It’s no surprise that individuals of high income have the highest median loan amount of $365k. Middle income follows up with median of $275k and left skewed distribution, suggesting a concentration of higher loan amounts. Moderate income individual have median loan amount of $205k and low income with the lowest at $155k.

Distribution of Loan Amount by County

loan_amount_county <- data %>% 
  select(county, loan_amount)

loan_dist_county_1 <- plot_ly(loan_amount_county, x = ~county, y = ~loan_amount, color = I(colors[4]), type = "box") %>%
  layout(title = "Distribution of Loan Amount by County",
         xaxis = list(title = "County"),
         yaxis = list(title = "Loan Amount"))

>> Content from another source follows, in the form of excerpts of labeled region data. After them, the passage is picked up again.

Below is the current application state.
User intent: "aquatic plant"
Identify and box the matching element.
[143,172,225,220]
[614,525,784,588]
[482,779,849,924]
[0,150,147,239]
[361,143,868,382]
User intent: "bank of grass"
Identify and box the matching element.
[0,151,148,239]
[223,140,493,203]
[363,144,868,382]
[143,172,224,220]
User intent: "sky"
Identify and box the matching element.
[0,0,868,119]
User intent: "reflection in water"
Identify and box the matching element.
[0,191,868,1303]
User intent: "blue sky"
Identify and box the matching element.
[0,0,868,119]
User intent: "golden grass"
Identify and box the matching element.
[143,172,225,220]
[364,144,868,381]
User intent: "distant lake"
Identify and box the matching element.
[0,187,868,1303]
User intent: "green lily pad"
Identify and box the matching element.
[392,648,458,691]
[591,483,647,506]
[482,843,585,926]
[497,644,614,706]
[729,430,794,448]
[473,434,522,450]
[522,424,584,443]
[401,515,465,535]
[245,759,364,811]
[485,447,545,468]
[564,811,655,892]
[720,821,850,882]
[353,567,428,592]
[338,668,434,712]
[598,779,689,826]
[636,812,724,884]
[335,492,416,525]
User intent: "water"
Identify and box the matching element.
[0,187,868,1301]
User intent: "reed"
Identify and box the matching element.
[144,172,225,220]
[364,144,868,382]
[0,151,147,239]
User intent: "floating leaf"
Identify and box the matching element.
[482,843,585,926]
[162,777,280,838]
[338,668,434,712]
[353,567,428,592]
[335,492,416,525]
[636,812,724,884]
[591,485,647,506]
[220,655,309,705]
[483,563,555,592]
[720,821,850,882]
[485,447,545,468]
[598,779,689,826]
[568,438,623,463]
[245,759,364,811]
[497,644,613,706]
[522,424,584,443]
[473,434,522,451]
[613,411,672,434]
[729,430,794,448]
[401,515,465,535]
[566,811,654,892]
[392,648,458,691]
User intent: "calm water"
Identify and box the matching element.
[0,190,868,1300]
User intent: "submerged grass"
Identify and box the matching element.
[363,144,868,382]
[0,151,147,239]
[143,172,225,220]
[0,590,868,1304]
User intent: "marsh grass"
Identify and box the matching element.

loan_dist_county_2 <- plot_ly(loan_amount_clean, x = ~county, y = ~loan_amount, color = I(colors[1]), type = "box") %>%
  layout(title = "Distribution of Loan Amount by County",
         xaxis = list(title = "County"),
         yaxis = list(title = "Loan Amount"))

# Display the plot
subplot(
  loan_dist_county_1 %>% 
    layout(
    showlegend = FALSE) %>% 
    add_trace(name = "With Outliers"), 
  loan_dist_county_2 %>% 
    layout(
    showlegend = FALSE) %>% 
    add_trace(name = "Without Outliers"), 
  nrows = 2,
  shareX = TRUE
) %>% layout(title = "Loan Amount by County (with vs without extreme outliers)")

Individuals financing properties in Nantucket County have the highest median loan amount of $530k, with a left-skewed distribution, indicating that they tend to receive higher loan amounts. Following is Suffolk county with median loan amount of $405k and Middlesex with $345k. Dukes county has a right skewed distribution with median loan amount of $305k, indicating lower concentration of loan amount. The county with individuals receiving the least loan amount is Franklin with median loan amount of $185k.

Interest Rate

Distribution of Interest by Age Group

interest_rate_age <- data %>% 
  select(applicant_age, interest_rate)

ir_dist_age_1 <- plot_ly(interest_rate_age, x = ~applicant_age, y = ~interest_rate, color = I(colors[4]), type = "box") %>%
  layout(title = "Distribution of Interest Rates by Age Group",
         xaxis = list(title = "Age Group"),
         yaxis = list(title = "Interest Rate"))

# Calculate the IQR for the variable of interest
interest_rate <- data$interest_rate
interest_rate_q1 <- fivenum(interest_rate)[2]
interest_rate_q3 <- fivenum(interest_rate)[4]
interest_rate_iqr <- interest_rate_q3 - interest_rate_q1

# Identify outliers
interest_rate_outliers <- interest_rate < (interest_rate_q1 - 1.5 * interest_rate_iqr) | interest_rate > (interest_rate_q3 + 1.5 * interest_rate_iqr)

# Remove outliers from the data
interest_rate_clean <- data[!interest_rate_outliers, ]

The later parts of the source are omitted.